I know this is hard to see, so I actually have a video which I’ll close with, which shows what this is like, not where I’m just looking at this image of downtown, but what it is actually like. So, Janet, who’s on my team, has actually videoed this, actually working in downtown Seattle. You can see that as she points to the live space, there’s traffic going on, there’s people going on, but using the compute power of this local device and image maps that are provided by a Web service, we’re able to, in real-time, cross-correlate those things and then do mash-ups of personalized information. So, each of these things is essentially shown as a dot on that screen. So, this is, you could say, a step beyond Virtual Earth, or Google Maps, or GPS, where you have contextual information. You’re using the power of these local devices to do a level of processing and recognition and personalization that makes the experience genuinely more useful and more compelling.

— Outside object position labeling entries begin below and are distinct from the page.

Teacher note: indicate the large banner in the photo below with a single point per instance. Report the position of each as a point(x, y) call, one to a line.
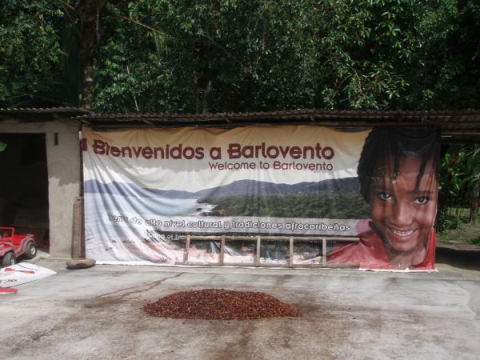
point(145, 188)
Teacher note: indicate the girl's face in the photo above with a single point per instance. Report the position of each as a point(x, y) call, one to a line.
point(402, 215)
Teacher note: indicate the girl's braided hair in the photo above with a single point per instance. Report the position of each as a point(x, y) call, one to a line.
point(385, 144)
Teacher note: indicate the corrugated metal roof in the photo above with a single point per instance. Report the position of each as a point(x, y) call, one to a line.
point(460, 124)
point(447, 120)
point(41, 114)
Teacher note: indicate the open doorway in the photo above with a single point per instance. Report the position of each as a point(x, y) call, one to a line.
point(24, 185)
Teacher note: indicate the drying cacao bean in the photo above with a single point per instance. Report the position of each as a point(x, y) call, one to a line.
point(219, 304)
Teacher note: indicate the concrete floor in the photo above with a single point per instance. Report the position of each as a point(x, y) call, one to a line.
point(97, 313)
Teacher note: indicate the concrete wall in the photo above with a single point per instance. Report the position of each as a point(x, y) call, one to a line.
point(63, 162)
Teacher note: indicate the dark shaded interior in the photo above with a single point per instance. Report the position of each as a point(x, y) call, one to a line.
point(24, 185)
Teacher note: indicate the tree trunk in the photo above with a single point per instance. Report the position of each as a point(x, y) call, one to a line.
point(89, 21)
point(474, 195)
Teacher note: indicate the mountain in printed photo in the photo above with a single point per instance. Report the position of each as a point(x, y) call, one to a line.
point(333, 198)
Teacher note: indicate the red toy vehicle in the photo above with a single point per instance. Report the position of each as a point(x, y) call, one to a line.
point(13, 246)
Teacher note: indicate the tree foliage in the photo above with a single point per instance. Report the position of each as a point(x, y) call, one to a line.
point(30, 53)
point(249, 55)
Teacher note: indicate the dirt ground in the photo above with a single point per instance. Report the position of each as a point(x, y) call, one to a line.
point(97, 313)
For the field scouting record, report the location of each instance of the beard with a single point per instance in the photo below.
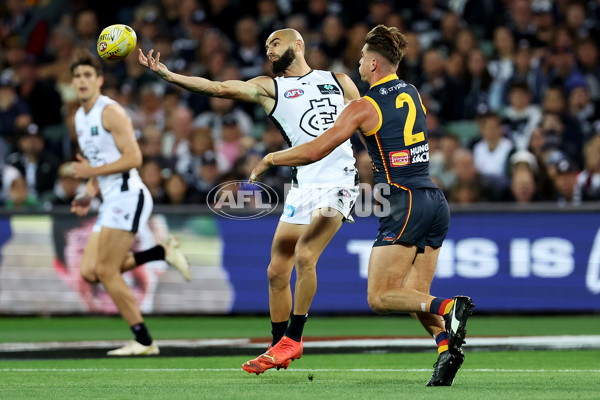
(283, 63)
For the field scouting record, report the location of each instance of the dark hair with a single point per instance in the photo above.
(388, 42)
(85, 57)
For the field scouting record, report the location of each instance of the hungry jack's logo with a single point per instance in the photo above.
(399, 158)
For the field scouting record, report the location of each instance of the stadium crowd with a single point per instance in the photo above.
(511, 88)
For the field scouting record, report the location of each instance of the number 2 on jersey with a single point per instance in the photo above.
(410, 138)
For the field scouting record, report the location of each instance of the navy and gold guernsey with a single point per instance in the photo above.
(398, 146)
(399, 149)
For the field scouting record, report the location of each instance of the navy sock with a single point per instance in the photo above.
(294, 331)
(141, 333)
(442, 339)
(278, 330)
(155, 253)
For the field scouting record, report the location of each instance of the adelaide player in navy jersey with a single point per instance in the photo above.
(391, 117)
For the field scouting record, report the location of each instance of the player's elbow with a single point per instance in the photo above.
(315, 155)
(136, 159)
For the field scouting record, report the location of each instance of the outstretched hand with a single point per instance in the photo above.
(153, 64)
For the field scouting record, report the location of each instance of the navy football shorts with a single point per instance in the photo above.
(417, 216)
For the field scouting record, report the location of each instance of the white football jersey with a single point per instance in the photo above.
(305, 107)
(99, 147)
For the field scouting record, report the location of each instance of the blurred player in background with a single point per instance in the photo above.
(106, 139)
(392, 119)
(303, 103)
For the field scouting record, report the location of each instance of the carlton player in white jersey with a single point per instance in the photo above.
(304, 103)
(105, 136)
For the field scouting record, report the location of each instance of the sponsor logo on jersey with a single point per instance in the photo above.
(344, 193)
(399, 158)
(396, 87)
(293, 93)
(288, 210)
(329, 89)
(319, 117)
(388, 237)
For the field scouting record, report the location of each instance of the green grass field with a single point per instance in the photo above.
(484, 375)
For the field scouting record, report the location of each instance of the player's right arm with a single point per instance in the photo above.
(258, 90)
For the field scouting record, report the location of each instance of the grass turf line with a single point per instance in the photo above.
(135, 378)
(35, 329)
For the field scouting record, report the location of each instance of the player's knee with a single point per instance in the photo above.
(305, 258)
(89, 276)
(105, 274)
(278, 277)
(377, 302)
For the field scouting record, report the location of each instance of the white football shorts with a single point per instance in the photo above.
(301, 202)
(126, 211)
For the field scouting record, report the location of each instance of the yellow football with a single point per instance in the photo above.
(116, 42)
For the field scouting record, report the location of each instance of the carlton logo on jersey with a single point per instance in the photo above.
(399, 158)
(293, 93)
(319, 117)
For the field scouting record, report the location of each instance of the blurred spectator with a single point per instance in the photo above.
(222, 14)
(11, 108)
(501, 65)
(571, 136)
(583, 109)
(410, 68)
(565, 179)
(523, 187)
(8, 174)
(268, 18)
(469, 185)
(333, 39)
(450, 27)
(57, 60)
(65, 189)
(491, 153)
(441, 162)
(202, 156)
(426, 21)
(521, 23)
(543, 20)
(176, 141)
(219, 109)
(482, 16)
(176, 191)
(37, 165)
(478, 84)
(151, 146)
(526, 72)
(151, 173)
(465, 42)
(19, 196)
(588, 65)
(520, 117)
(587, 186)
(575, 20)
(87, 30)
(438, 90)
(248, 53)
(40, 95)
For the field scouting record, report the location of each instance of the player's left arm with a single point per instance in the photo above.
(350, 90)
(117, 122)
(354, 117)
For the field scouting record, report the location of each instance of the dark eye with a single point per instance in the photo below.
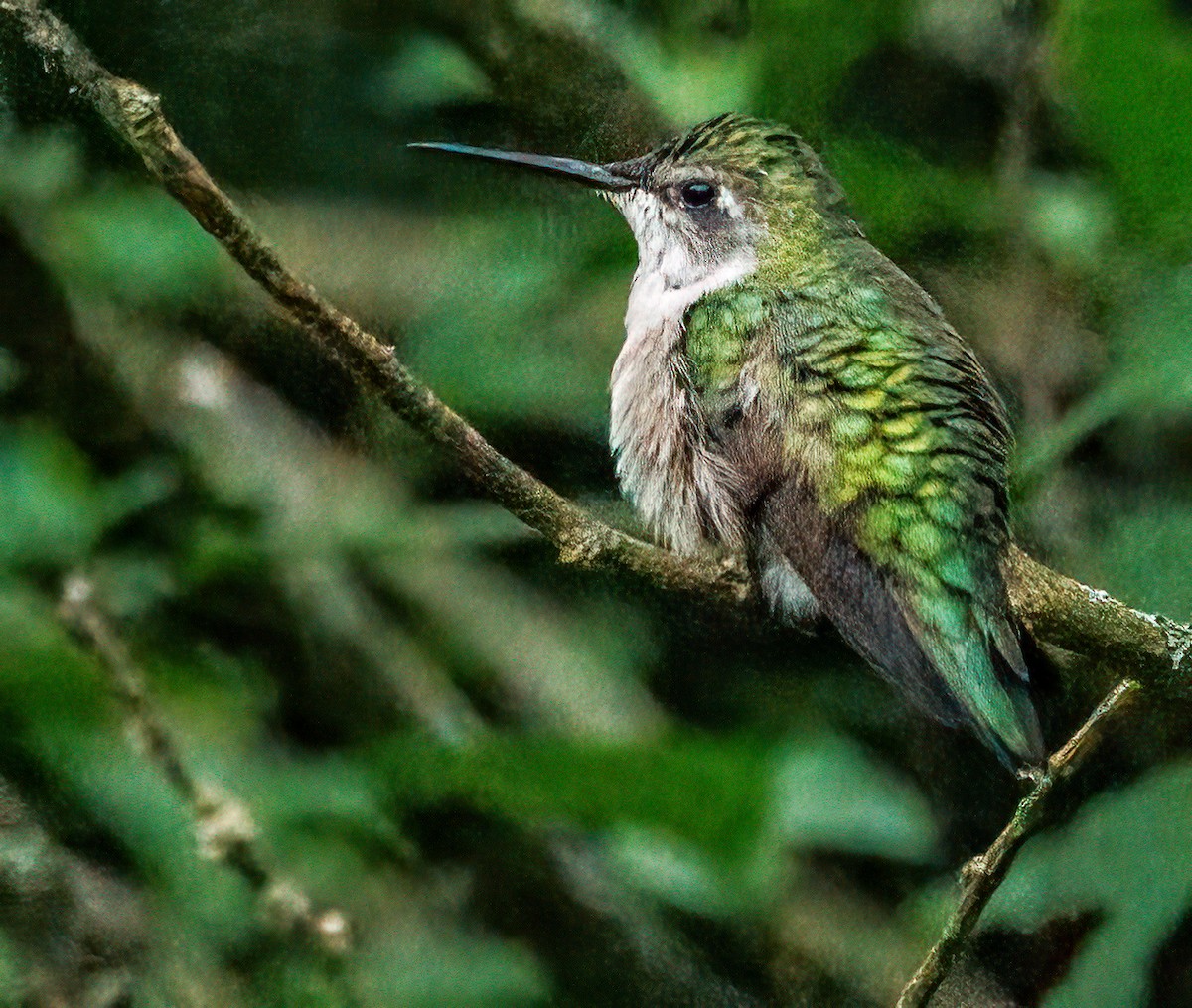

So these are the kinds of things I think that the combined capability of what I call the client plus the Cloud, as the next generation computing platform will be like. We’ll have a common programming architecture that allows us to deal with these resources as if they’re just one big computing platform. I think that as you begin to look at the class of computing, and the class of resources that we’re going to have in these broad array of client devices, that the exploitation of that capability is going to be an important part of how we alter this user experience.
So this diagram is a very simple one, but where this spatial Web demo that I just gave you, I parsed it with the different blocks here. Not quite as much color here as I might have hoped, but the ones on the left and lower right are the client computational environments. It really wouldn’t make any sense to take these real-time, high-res sensory inputs of audio and video, pump them up the network, and try to compute them in the cloud. Because as the robot receptionist showed, it’s just a continuous computing process. So, trying to do that in a system that really is only ideally engineered and can only be resourced to do timeshared activities shows why there’s going to have to be this to-and-fro between what you can compute locally and the kind of orchestration or coordination or centralized data services that you really want to get at scale from the Web services.
Of course, the other things like identity matching and the Virtual Earth datasets, and all the geospatial information, these are things that you wouldn’t want to try to carry around in your devices all the time, because they need to be updated continuously, and just the absolute size of them is very, very large. So, our ability of bringing these things together, I think, will create a radically different experience for people, and one that will make computing that much more important in our lives, going forward. Thanks for your attention. I guess we’ll do some Q&A with Jason now. (Applause.)